Rabbimiz, Kur’an öncesi insanların yaptıkları affedilmez hatalarını dile getirerek, bu hataları yapan insanların kesin suçlu (mücrim) olduğunu bildirmesinden sonra, Kur’an tabilerine okudukları vahyin, günahkârların da yollarını açık ve anlaşılır bir şekilde ortaya koyuyor ki aynı hatayı inananlar yapmasın ve hata yapan suçluların mazeret yolları tamamen kapansın. Allah-u teala, elçisi Muhammed (as)’ın diliyle “Sizin Allah’dan başka yardıma çağırdıklarınıza (dua ettiklerinize) kulluk etmem, kesinlikle bana yasaklandı.”(En’am 56) dedirterek kendilerini bu dinin otoriteleri olarak tanıtan ve kitleleri peşlerinden sürükleyen o koca koca insanların, insanlara sıkıştıklarında Allah’dan başkalarına dua ile yardım istemelerini tavsiye etmelerinden, ne kadar Kur’an’ın cahilleri olduklarını, nasıl şirk içinde olduklarını ve nasıl bir şeytanlık peşinde olduklarını gösteriyor. Eğer bu insanlar Allah’ın kitabını okusalardı Allah’ın kitabındaki öğretilerde “Kullarım beni senden sordukları zaman, ben (onlara) yakınım. Beni çağırdığı (dua ettiği) zaman çağıranın çağrısına (duasına) icabet ederim. O halde onlarda benim çağrıma (emirlerime) icabet etsinler ve bana inansınlar ki, böylece olgunluğa ulaşmış olurlar.”(2 Bakara 186) Allah’ın kendisinden başkasına dua edilmemesi gerektiğini öğreneceklerdi. Çağrılarında (dualarında) Allah ile aralarına aracılar koyanlar “Allah’dan başka, kıyamet gününe kadar çağrılarına cevap veremeyecek olanlara dua edenden, daha zalim kim vardır? Hâlbuki dua ettikleri, onların dualarından habersizdirler.”(46 Ahkaf 5) ayette Allah’ın bildirdiği bu mesajlardan haberi olmayan ve müslüman olduğunu zanneden ve Allah’dan başkalarını dualarına aracı koyanlar Allah’a ortak koştuklarından haberleri yok. Hesap gününde de Rablerinin huzurunda “Rabbimiz Allah’a yemin olsun ki biz dünya hayatında müşriklerden olmadık.”(6 Enam 23) demelerinin her şeyi bilen Allah’ın yanında ne kıymeti, ne faydası olacak? Söylediklerinin ve yaptıklarının hepsini eksiksiz yazılı kayıtlarında gördüklerinde, ne hale düşeceklerini bilmeyen bu tür insanların hesap gününde yaşayacakları hayal kırıklığını varın siz tahmin edin.

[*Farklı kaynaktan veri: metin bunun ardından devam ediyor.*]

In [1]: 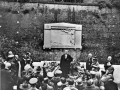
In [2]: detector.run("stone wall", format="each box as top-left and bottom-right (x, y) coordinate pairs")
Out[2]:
(0, 1), (120, 63)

Rabbimiz bize yaşadığımız dünyada imtihanımızı ve O’nun rızasını kazanabilmek için ihtiyacımız olan her şeyi kitabının kılavuzluğu ve elçisinin uygulaması ile öğretmiş olduğu halde, Allah’ın kitabının kılavuzluğunu beğenmeyenlere şeytanların kılavuzluk ettiğini, yaşadığımız dünyada Kur’an dışı inançlarından ve uygulamalarından görüyor ve biliyoruz. Şeytanların kılavuzluk ettikleri insanlar da karga misali başları beladan asla kurtulmuyor. Bakın Rabbimiz kitabında kendisinden başkalarına dua edenler için nasıl misal veriyor:

“En doğru çağrı (dua) Allah’a yapılan dua’dır. Allah’dan başka dua edilenler, dua edenlere hiçbir şekilde cevap veremezler. Ancak Allah’dan başkasına dua edenlerin durumu, suyun ağzına gelmesi için yalnızca ellerini suya uzatanın durumu gibidir. Ama el uzatmakla su ağza ulaşmaz. Doğruları inkâr edenlerin çağrıları da, böylece boşa gitmiştir.”(13 Rad 14)

Rabbimizin verdiği bu açık ve hiçbir yoruma ihtiyacı olmayan misaller kalpleri hasta insanların, kendilerini her türlü nimetlerle donatmış Rahiim olan Allah’a neden itimat etmezler, neden dualara icabet edenin yalnızca O olduğunu bildikleri halde şüpheye düşerek aracı koyarlar? Düşünmezler mi dualarına aracı koştukları, kendileri gibi yaratılmış Allah’ın kulları “Allah’dan başka yardıma çağırdıklarınız, sizin gibi (Allah’ın) kullarıdır. Eğer doğru söylüyorsanız, onları yardıma çağırın da, sizin çağrınıza cevap versinler.”(7 Araf 194) yardım isteyen aciz, yardım istenen de aciz, geriye ne kaldı, koskocaman bir hiç. Hesap gününde gerçeklerle karşılaştıklarında, yaptıkları tek şey birbirlerini suçlamak; “(Ahirette) Allah’a ortak koşanlar, kendilerini Allah’a ortak koştukları kimseleri gördüklerinde ‘Ey Rabbimiz! Seni bırakıp da, kendilerinden yardım talep (dua) edip, sana ortak koştuklarımız işte bunlar’ derler ve onlara ‘Sizler gerçekten yalancılarmışsınız’ diye laf atarlar.”(16 Nahl 86)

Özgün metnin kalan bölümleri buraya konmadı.